Two TIEs chase an X-Wing through open space with the Death Star in the background (pencil sketches
of how the ships will move)—I'll need the TIE model, the X-Wing, some way of making laser blasts, and the Death Star. But since DS is just in the background, it could just be a 2d still image.

We'll cut in to the X-Wing pilot talking to the other Rebels while green lasers shoot by outside—I'll need the interior of the X-Wing from the side, some green light to throw on the actor when the lasers go by, a greenscreen for the background, an actor, key light, fill light, and a camera.

The X-Wing will blast one of the TIEs at the end of the sequence, so I'll need the pieces of the destroyed TIE and an explosion, either a CG simulation or a stock video asset.

It's tempting to just dive in and start making things, but the planning stage is critical to success. When you start, the show will look like an absolute mountain of work and you'll have no idea how you should begin. By breaking things down into small, achievable pieces, you can turn it into something that can be done within the limitations you have.

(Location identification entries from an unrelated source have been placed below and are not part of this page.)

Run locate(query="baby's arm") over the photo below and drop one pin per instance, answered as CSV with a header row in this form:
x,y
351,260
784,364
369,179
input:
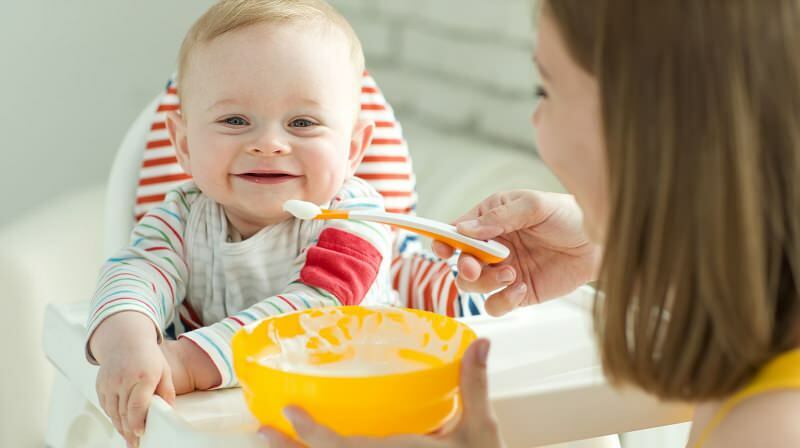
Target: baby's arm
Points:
x,y
135,298
340,268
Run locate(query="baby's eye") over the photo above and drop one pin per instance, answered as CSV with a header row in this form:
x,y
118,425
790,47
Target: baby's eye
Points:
x,y
540,93
302,123
235,121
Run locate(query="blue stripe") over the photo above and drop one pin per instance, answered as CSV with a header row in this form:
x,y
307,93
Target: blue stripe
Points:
x,y
174,215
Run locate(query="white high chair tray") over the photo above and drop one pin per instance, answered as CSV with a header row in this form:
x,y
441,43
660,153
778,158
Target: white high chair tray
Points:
x,y
545,380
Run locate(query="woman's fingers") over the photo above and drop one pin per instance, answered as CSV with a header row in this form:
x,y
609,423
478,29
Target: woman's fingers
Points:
x,y
311,432
507,299
475,277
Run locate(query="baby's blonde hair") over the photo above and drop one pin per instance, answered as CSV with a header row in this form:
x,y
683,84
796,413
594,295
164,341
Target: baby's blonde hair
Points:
x,y
230,15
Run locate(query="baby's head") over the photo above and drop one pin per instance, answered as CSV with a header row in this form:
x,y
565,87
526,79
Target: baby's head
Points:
x,y
269,95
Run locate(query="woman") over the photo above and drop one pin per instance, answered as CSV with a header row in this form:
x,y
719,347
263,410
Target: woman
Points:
x,y
674,124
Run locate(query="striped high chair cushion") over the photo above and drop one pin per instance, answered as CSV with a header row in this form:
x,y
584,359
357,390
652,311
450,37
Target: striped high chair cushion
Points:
x,y
421,280
386,165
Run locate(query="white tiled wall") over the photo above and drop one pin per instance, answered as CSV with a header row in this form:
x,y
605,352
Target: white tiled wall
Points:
x,y
462,66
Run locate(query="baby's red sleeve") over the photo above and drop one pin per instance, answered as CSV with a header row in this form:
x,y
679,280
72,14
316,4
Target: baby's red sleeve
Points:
x,y
343,264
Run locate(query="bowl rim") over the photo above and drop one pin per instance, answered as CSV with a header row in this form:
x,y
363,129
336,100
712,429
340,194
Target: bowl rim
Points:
x,y
250,329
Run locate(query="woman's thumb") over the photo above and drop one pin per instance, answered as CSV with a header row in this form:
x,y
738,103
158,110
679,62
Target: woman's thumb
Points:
x,y
499,220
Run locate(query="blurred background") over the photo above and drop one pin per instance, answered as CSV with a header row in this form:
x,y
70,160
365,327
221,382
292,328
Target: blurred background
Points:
x,y
75,75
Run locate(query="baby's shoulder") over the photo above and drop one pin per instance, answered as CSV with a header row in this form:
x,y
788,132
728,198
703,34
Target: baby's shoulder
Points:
x,y
184,196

I don't have the time to do any intensive personal tutoring, but I'm happy to answer questions in between renders at work. My specialties are in compositing, which creates the finished image; pipeline and workflow development—building the systems that help the work get done; and CG layout, which is the process of getting the assets prepared and in place so the actual real work can begin. You should also put your call for help in at, where you may find some help with Blender and animation in general. They have a jobs board there, which might be a place where you can find a tutor. Caveat emptor, though—it's probably very easy to find people willing to teach you poorly!